This interaction between tourism and urbanization in vulnerable areas like mountains raises obvious environmental, social and economic sustainability issues, as evidenced by the intensified commercial exploitation of natural resources, the pollution that comes with the land artificialization and the inter-ethnic tensions over the sharing of wealth between local actors. URBALTOUR, intersectional approach to inequalities in the access to tourism resources will enable us to assess the inequalities and discriminations at work, and push forward sustainable alternatives. By doing so, URBALTOUR fully contributes to the scientific axis Urban societies, territories, constructions and mobilities and more specifically to theme 1, "City Territories'' addressing issues on growth, morphology and urban planning, urban practices of tourist mobility, governance and citizen engagement, as well as management and revival of heritage. URBALTOUR poses two fundamental hypotheses: 1/ Tourism is a vehicle for new urban models, whether in terms of means of transport, architecture, urban expansion or management. 2/ Tourism contributes to profound restructuring of stakeholder systems, leading to renewed modes of governance and legitimizing forms of violence in urban production.

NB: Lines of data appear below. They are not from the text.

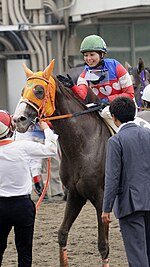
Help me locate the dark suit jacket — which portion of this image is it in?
[103,123,150,218]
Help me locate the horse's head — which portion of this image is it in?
[13,60,56,133]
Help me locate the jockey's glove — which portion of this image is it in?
[98,97,110,109]
[56,74,74,89]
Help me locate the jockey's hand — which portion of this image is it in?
[101,211,112,224]
[38,121,49,131]
[56,74,74,88]
[98,97,110,109]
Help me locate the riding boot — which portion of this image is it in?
[33,175,48,199]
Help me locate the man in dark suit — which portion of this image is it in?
[102,97,150,267]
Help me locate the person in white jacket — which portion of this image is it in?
[0,110,58,267]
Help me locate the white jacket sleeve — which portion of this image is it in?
[21,128,58,159]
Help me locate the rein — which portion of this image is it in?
[38,105,101,121]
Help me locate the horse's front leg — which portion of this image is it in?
[58,192,86,267]
[96,208,109,267]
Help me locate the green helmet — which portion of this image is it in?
[80,35,107,53]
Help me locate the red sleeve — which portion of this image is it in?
[108,64,134,102]
[71,84,88,100]
[108,85,134,102]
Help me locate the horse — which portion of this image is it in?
[13,61,110,267]
[125,58,150,110]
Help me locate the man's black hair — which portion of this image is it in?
[109,96,136,123]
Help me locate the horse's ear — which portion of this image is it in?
[22,63,33,78]
[43,59,55,80]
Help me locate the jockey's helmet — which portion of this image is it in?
[80,35,107,54]
[0,110,11,138]
[142,84,150,102]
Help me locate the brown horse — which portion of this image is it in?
[13,61,110,267]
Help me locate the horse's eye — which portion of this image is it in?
[33,85,44,99]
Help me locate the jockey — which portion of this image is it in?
[142,84,150,109]
[57,35,134,131]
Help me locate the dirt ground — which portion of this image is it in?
[2,194,128,267]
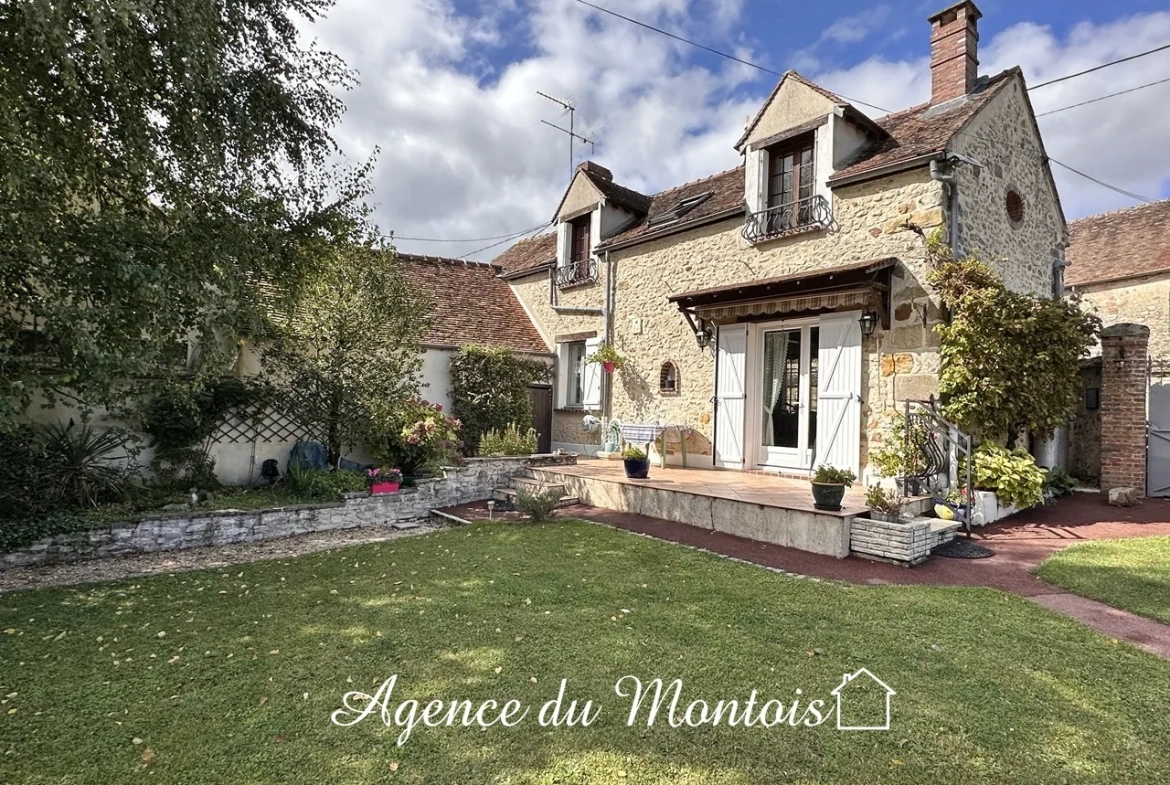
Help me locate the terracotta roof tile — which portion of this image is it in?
[1065,199,1170,287]
[398,254,549,352]
[491,232,557,275]
[830,68,1020,183]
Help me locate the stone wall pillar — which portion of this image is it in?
[1101,324,1150,496]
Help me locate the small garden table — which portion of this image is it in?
[621,422,690,469]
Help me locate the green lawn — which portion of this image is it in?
[0,522,1170,785]
[1039,537,1170,625]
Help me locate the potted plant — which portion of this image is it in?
[812,466,858,512]
[621,445,651,480]
[366,468,402,494]
[585,344,626,373]
[866,486,902,523]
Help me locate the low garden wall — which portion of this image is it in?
[0,455,577,570]
[849,516,958,565]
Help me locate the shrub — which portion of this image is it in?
[971,441,1045,508]
[621,445,646,461]
[450,345,549,454]
[43,420,131,507]
[373,398,462,477]
[288,466,366,501]
[479,422,536,456]
[515,488,560,523]
[812,464,858,488]
[866,486,902,515]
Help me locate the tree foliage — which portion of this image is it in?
[0,0,369,427]
[262,247,429,463]
[927,236,1101,445]
[450,345,548,453]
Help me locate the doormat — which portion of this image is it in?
[930,539,996,559]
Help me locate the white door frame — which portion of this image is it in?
[744,316,820,470]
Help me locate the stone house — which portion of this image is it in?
[1065,199,1170,360]
[495,1,1067,475]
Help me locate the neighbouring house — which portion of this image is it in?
[495,2,1067,475]
[1065,199,1170,360]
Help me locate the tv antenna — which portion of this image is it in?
[536,90,597,179]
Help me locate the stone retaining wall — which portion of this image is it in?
[0,455,577,570]
[849,517,955,565]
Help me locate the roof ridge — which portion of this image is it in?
[394,256,497,268]
[651,164,744,199]
[1068,197,1170,228]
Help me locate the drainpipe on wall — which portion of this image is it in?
[930,158,959,249]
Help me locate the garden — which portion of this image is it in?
[0,521,1170,785]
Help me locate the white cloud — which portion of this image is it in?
[307,0,1170,256]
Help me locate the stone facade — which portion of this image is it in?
[612,170,943,464]
[950,78,1067,297]
[1076,273,1170,360]
[1101,324,1150,495]
[0,455,576,570]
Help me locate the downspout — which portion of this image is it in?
[930,158,958,249]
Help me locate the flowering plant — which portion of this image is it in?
[377,398,463,476]
[366,467,402,486]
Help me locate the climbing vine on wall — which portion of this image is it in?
[927,234,1101,446]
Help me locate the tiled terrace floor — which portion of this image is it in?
[541,459,866,516]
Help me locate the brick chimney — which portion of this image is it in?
[927,0,983,105]
[577,160,613,183]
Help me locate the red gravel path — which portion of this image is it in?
[447,494,1170,659]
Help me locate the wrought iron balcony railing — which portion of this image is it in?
[557,257,597,289]
[743,195,833,242]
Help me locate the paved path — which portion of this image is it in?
[439,494,1170,660]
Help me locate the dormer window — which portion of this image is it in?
[743,131,832,242]
[557,213,597,289]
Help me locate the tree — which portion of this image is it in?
[0,0,369,429]
[927,236,1101,447]
[262,247,429,463]
[450,345,548,453]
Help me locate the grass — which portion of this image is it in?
[1039,537,1170,625]
[0,514,1170,785]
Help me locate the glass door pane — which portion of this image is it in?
[761,329,801,449]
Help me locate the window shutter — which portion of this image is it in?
[581,338,601,409]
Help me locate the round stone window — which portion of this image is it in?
[1005,188,1024,229]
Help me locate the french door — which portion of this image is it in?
[750,321,820,469]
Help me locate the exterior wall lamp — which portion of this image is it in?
[858,311,878,338]
[695,323,715,349]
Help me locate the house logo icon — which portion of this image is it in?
[831,668,897,730]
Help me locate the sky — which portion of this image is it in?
[302,0,1170,260]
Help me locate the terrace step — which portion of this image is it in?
[491,488,577,507]
[508,477,565,494]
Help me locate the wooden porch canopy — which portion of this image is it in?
[669,256,897,332]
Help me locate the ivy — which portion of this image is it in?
[927,234,1101,446]
[450,345,548,453]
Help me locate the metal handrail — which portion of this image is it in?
[557,256,598,289]
[906,397,975,537]
[742,194,833,242]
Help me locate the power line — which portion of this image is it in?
[1028,43,1170,92]
[1048,158,1157,204]
[383,223,546,245]
[574,0,1170,201]
[1037,78,1170,118]
[576,0,784,76]
[460,221,552,260]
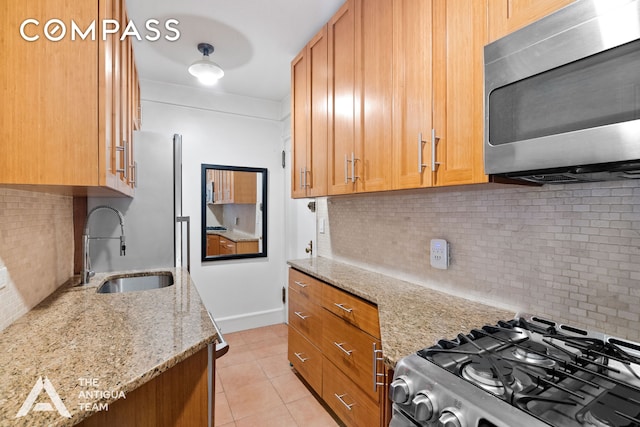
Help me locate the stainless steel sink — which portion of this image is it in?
[97,271,173,294]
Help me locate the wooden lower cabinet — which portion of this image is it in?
[288,328,322,395]
[288,269,391,427]
[322,359,380,427]
[78,347,209,427]
[207,234,220,256]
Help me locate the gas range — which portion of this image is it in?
[390,314,640,427]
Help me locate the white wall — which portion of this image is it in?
[90,81,288,332]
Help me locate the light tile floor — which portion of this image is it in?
[215,324,339,427]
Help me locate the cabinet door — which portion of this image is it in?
[322,358,386,427]
[327,0,359,194]
[291,48,309,198]
[393,0,433,189]
[207,234,220,256]
[355,0,393,191]
[0,0,99,186]
[305,26,329,197]
[489,0,575,42]
[433,0,487,186]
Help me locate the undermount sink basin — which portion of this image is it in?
[97,271,173,294]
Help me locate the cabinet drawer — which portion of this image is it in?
[322,311,382,401]
[288,327,322,394]
[220,237,236,255]
[322,285,380,338]
[289,268,326,304]
[289,291,323,347]
[322,359,380,427]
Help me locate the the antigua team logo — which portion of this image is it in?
[16,377,71,418]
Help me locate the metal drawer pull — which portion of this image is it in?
[293,353,309,363]
[431,129,440,172]
[333,302,353,313]
[333,393,355,410]
[372,342,385,391]
[294,311,311,320]
[418,132,427,173]
[333,341,353,356]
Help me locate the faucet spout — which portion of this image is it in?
[81,205,127,285]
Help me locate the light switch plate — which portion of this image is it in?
[429,239,449,270]
[0,266,7,289]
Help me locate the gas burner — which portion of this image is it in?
[578,386,640,427]
[513,341,556,367]
[462,354,516,395]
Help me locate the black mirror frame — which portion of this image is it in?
[200,163,269,262]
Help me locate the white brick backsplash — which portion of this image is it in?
[317,181,640,341]
[0,188,73,330]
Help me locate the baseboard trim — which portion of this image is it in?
[216,307,286,334]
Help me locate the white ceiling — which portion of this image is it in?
[127,0,344,101]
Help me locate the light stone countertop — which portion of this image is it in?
[0,268,217,426]
[288,257,515,368]
[207,230,258,242]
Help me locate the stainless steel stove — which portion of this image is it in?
[390,314,640,427]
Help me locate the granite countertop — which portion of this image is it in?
[207,230,258,242]
[0,268,217,426]
[288,257,515,368]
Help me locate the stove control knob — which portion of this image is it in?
[389,375,413,405]
[438,411,462,427]
[413,391,437,422]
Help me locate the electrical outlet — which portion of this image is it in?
[429,239,449,270]
[0,266,8,289]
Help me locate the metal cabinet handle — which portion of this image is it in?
[207,311,229,359]
[293,353,309,363]
[116,140,128,179]
[344,152,359,184]
[372,342,385,391]
[418,132,427,173]
[344,153,349,184]
[129,162,138,187]
[333,341,353,356]
[333,302,353,313]
[333,393,355,410]
[431,129,440,172]
[351,152,358,183]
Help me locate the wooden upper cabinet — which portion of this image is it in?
[488,0,576,42]
[355,0,393,191]
[291,48,309,198]
[428,0,488,186]
[392,0,433,189]
[291,26,328,198]
[0,0,137,195]
[327,0,360,194]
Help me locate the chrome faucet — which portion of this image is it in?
[82,205,127,285]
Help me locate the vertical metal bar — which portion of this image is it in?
[344,153,349,184]
[351,151,357,184]
[173,134,182,267]
[207,343,215,427]
[431,129,440,172]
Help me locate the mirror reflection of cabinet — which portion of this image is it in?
[201,164,267,261]
[207,169,257,204]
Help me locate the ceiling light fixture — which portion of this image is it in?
[189,43,224,86]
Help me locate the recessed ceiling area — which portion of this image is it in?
[127,0,344,101]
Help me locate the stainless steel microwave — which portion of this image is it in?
[484,0,640,183]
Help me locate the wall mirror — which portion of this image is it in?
[202,164,267,261]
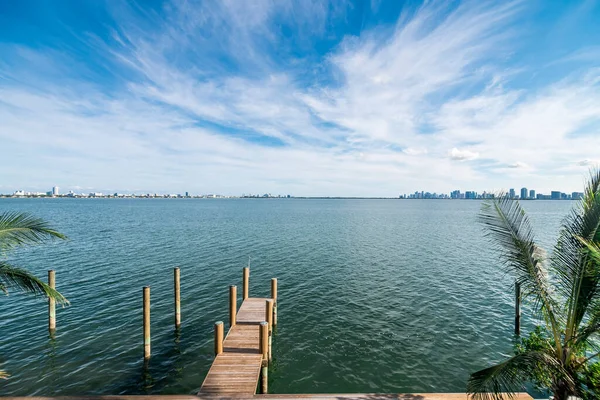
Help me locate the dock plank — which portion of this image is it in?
[198,298,267,396]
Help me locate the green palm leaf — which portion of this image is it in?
[0,261,69,304]
[467,351,575,400]
[479,196,559,343]
[551,170,600,341]
[0,212,66,251]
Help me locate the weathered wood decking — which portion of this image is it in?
[2,393,533,400]
[199,298,269,395]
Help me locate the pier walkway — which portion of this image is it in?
[198,268,277,396]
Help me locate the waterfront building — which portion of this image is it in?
[521,188,527,200]
[465,191,477,200]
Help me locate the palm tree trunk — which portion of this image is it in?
[552,379,573,400]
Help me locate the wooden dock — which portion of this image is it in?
[1,393,533,400]
[0,268,533,400]
[198,268,277,396]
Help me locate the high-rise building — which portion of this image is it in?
[521,188,527,200]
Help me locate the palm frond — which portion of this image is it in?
[550,171,600,341]
[0,261,69,304]
[479,196,560,343]
[0,212,66,250]
[467,351,575,400]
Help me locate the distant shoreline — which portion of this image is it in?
[0,195,577,201]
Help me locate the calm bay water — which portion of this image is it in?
[0,199,572,395]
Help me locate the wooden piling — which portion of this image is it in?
[48,269,56,334]
[515,282,521,335]
[143,286,150,360]
[259,321,269,394]
[271,278,277,326]
[265,299,274,361]
[173,268,181,329]
[242,267,250,300]
[215,321,223,356]
[229,285,237,328]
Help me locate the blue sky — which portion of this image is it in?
[0,0,600,196]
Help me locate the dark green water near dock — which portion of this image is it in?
[0,199,573,395]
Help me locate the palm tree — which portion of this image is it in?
[467,169,600,400]
[0,212,69,304]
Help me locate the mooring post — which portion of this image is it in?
[215,321,223,356]
[173,268,181,329]
[242,267,250,300]
[48,269,56,334]
[515,282,521,335]
[229,285,237,328]
[259,321,269,394]
[143,286,150,360]
[265,299,273,361]
[271,278,277,326]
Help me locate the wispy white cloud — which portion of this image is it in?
[448,147,479,161]
[0,1,600,196]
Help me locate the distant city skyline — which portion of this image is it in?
[0,186,583,200]
[0,0,600,197]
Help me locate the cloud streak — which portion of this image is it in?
[0,1,600,196]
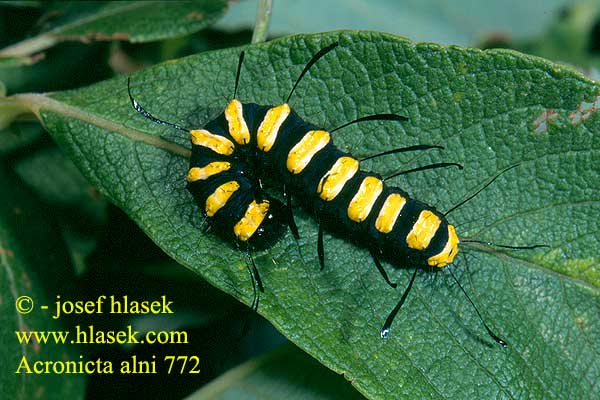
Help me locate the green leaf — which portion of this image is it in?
[0,0,227,59]
[0,32,600,399]
[188,344,364,400]
[217,0,576,46]
[0,169,85,399]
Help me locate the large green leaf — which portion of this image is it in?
[187,344,364,400]
[0,168,85,400]
[0,32,600,399]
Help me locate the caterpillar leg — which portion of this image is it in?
[369,249,398,289]
[380,267,419,339]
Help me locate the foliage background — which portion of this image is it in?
[0,0,600,399]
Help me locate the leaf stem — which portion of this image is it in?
[252,0,273,43]
[0,93,190,158]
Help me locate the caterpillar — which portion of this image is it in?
[128,42,538,346]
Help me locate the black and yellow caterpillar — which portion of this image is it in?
[129,43,505,345]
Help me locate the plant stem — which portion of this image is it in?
[252,0,273,43]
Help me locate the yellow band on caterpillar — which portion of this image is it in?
[204,181,240,217]
[233,200,269,242]
[256,104,290,152]
[348,176,383,222]
[190,129,235,156]
[225,99,250,144]
[406,210,442,250]
[287,131,331,174]
[187,161,231,182]
[317,157,359,201]
[375,193,406,233]
[427,225,459,268]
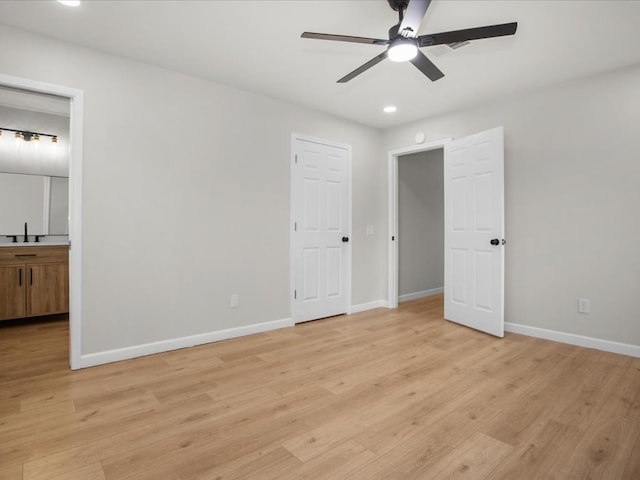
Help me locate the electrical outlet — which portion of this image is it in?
[229,293,240,308]
[578,298,591,313]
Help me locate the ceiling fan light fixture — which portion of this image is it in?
[387,37,418,62]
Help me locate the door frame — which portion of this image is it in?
[0,73,84,370]
[387,138,452,308]
[289,132,353,324]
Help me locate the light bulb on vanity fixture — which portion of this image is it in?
[0,127,58,143]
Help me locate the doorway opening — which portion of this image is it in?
[396,148,444,303]
[0,74,83,370]
[388,138,451,308]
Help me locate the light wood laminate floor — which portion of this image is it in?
[0,296,640,480]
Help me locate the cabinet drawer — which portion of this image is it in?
[0,245,69,265]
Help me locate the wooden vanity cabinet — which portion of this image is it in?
[0,245,69,320]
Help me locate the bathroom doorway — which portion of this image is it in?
[0,75,83,369]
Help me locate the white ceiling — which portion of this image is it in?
[0,0,640,128]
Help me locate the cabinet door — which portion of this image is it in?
[0,265,26,320]
[26,263,69,317]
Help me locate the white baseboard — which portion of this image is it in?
[349,300,389,313]
[398,287,444,303]
[78,318,293,368]
[504,322,640,357]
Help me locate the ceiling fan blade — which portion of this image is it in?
[300,32,389,45]
[418,22,518,47]
[409,51,444,82]
[338,50,387,83]
[398,0,431,38]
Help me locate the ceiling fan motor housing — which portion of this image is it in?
[387,0,409,12]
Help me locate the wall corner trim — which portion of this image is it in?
[78,318,293,368]
[349,300,389,313]
[398,287,444,302]
[504,322,640,358]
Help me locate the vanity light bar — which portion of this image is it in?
[0,127,58,143]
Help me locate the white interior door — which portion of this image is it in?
[444,127,504,337]
[293,138,351,322]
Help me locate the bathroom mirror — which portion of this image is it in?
[0,173,69,236]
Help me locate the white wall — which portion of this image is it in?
[384,67,640,345]
[0,27,386,354]
[398,149,444,297]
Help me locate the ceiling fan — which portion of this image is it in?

The methodology of the project is hybrid, combining quantitative and qualitative methods. On a macro level, the intention is to establish an inventory of hill stations and measure the ties between tourism and urbanization through GIS and spatial analysis. On a micro scale, a comparative methodology will be deployed across 6 research field selected for their representativity according to 4 comparative dimensions: a/ the tools of urban production by and for tourism, b/ the distinctive use of colonial heritage, c/ the reclaiming of mountains through the design and practice of tourist sites, and d/ a digital ethnography of online city branding and tourist practices.
Covering the three largest European colonial empires, the novelty of URBALTOUR is double: 1/ it theoretically supports the concept of subaltern urbanization within neglected fields, thus contributing to a new epistemology of the urban, and 2/ it focuses on domestic tourist flows, rather than international ones, thereby decentering knowledge in a postcolonial perspective. Finally, the URBALTOUR project strengthens inter-UMIFRE collaborations between the Institute of Research on Contemporary Southeast Asia (IRASEC), for the Vietnamese, Malaysian and Indonesian part of the project, and the French Institute of Pondicherry (IFP), for the Indian and Sri Lankan part.
Team members list for South Asia:
Bertrand Lefebvre (IFP)
Anthony Goreau (Université de Bordeaux),
Nicolas Bautès (Université de Caen),
Devanathan Parthasarathy (IIT Mumbai),
Odile Henry (CSH)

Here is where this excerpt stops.